What would it be like to stop, be still, and just focus on your breath, or on the physical sensations of your feet touching the floor? What would it be like not to worry - even if it is just for few moments? Doesn’t it sound freeing?
Many of us feel the stresses of everyday life but how are you managing your stress? Do you brush it under the carpet, and hope it goes away? Do you maybe avoid experiencing it, yet often have various physical symptoms, such as abdominal discomfort, headaches, or painful and tense muscles? Or do you give yourself regular ‘me-time’ in order to ease the stress?
Mindfulness is an excellent way to reduce stress and anxiety, and improve depression and low mood. According to Jon Kabat-Zin, “Mindfulness means paying attention is a particular way; on purpose, in the present moment”. Marsha Linehan’s view is that “Mindfulness is taking control of your mind rather than allowing your mind to be in control of you”. Mindfulness is not meant to ‘work’, relax you, change things, stop your mind wandering, make you more cheerful, turn negative experiences into positive ones; it’s not about trying to get somewhere – it’s about trying to be somewhere - right here, right now (Dunkley & Stanton, 2014).

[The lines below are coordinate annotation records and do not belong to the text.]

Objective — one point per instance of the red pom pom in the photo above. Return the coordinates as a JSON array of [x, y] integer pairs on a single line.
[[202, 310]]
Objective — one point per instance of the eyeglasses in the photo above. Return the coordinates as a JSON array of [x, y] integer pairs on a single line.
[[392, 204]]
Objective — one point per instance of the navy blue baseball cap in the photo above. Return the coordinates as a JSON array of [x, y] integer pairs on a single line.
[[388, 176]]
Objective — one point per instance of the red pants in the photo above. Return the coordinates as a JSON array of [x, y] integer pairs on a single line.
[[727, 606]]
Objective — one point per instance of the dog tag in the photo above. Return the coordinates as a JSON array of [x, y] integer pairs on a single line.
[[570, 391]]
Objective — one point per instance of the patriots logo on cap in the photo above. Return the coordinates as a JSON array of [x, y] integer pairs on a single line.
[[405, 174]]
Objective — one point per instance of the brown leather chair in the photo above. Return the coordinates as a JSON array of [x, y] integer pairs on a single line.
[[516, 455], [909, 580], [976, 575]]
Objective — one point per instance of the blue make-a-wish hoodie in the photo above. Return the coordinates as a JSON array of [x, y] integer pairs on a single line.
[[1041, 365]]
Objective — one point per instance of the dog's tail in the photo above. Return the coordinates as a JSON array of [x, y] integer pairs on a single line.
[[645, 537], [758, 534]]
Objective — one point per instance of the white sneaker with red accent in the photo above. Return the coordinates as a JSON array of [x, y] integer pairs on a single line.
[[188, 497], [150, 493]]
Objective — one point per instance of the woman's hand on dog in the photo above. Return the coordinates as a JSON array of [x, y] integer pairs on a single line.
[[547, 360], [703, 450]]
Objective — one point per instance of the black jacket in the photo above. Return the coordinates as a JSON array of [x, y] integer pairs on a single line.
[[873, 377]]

Mindfulness is now one of the recommended treatments for depression by the NICE Guidelines (click here for further information). Following further training & reading on Mindfulness, I have introduced it to my therapeutic work as well. Many of my clients have felt the benefits of Mindfulness, and continue practising it.
If you are interested in Mindfulness, please do not hesitate to contact me. Here is a very good Mindfulness exercise as a taster for you (click here).
Good mental health to you.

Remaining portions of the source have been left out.